By COLLEEN MCCARTHY
The third Maroon Edition Habitat for Humanity house will be dedicated to a deserving family on today at 4 p.m.
Construction on the house, located at 70 Murdock Lane, began on Aug. 8. The house was built largely by Mississippi State University students, faculty and staff. This year, the house was built for a member of the MSU family — Kimberly Riley, who works in the library, and her three children.
“We average about 700 students on each of these houses,” Starkville Area Habitat for Humanity Executive Director Freddie Rasberry said. “The Maroon Edition houses allows us to engage the students. They really adopt these houses as their own and are impacted by the experience.”
With the help of the volunteers, the project was completed on time and the new owners have already moved in. The Starkville Area Habitat for Humanity has built 47 houses in the community, but Rasberry said that this year’s house is one of the nicest they’ve ever built. The Riley family will have several Habitat families in the neighborhood, with two more houses scheduled to be built next spring across the street and next door.
Habitat for Humanity goes through an extensive application and interview process when choosing families. The adults in the family must have a steady job, must be willing to put in 300 volunteer hours and be able to handle a small monthly payment. The families are generally those that have a credit score that would not allow them to be approved for a home loan at a bank, so Habitat for Humanity acts as mortgage company and construction company in one.
Cadence Bank, First United Methodist Church, First Presbyterian Church, MSU, and Phillips Financial Advisory, along with other organizations and churches help fund the projects every year. All of the money donated to Habitat for Humanity goes toward building the house. Each house costs around $60,000, and the organization builds three houses a year — two houses in March and one Maroon Edition house.
The families repay the cost of the home at no interest and no profit to the organization.
MSU students have been a major contributor to the projects from the beginning. Rasberry said he has seen the students learn and grow from the experience, even after just a few hours on the construction site.

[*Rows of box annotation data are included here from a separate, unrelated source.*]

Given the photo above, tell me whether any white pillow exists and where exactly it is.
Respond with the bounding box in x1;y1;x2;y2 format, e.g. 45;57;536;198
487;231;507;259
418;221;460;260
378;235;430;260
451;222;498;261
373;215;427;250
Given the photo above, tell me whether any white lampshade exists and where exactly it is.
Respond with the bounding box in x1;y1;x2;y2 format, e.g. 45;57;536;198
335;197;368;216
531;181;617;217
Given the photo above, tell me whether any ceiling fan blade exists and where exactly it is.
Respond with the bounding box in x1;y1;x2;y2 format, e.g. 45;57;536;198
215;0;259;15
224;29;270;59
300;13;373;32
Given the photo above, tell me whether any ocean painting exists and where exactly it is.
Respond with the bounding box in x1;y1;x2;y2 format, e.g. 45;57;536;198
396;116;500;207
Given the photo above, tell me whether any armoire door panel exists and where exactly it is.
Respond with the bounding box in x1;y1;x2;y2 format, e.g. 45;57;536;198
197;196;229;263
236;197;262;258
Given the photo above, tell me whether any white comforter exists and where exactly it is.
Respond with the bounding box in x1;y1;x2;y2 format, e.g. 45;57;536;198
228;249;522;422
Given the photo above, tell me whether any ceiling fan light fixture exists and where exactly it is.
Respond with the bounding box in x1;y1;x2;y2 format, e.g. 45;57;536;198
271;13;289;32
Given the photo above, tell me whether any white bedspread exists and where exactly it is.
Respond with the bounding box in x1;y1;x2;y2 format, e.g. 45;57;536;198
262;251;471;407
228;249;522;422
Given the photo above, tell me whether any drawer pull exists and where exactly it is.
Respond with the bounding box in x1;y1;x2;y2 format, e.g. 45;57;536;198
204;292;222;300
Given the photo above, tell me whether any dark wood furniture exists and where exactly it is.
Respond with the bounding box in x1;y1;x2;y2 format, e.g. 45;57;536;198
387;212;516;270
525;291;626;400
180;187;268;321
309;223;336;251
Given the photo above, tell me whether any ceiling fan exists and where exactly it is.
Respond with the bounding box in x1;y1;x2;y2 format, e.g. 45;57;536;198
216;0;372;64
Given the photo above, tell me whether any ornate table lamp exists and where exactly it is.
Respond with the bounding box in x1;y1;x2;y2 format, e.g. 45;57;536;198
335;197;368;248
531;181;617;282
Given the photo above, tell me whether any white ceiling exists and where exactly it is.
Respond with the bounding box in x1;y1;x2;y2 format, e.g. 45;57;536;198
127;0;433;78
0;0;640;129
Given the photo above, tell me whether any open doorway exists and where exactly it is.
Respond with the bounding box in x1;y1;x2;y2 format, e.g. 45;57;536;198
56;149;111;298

“That’s one of the exciting things about working with the student volunteers — we’ve gotten feedback from their teachers and other people that work with them after they’ve worked with us and they get a certain amount of confidence,” he said. “They have these little success stories on the site and then they go into their classes — calculus or zoology — and they don’t say ‘I can’t do that,’ anymore.”
The dedication ceremony is open to the public and any volunteers who helped with the build are encouraged to attend. MSU President Mark Keenum will be a part of the ceremony and present a Bible to the family.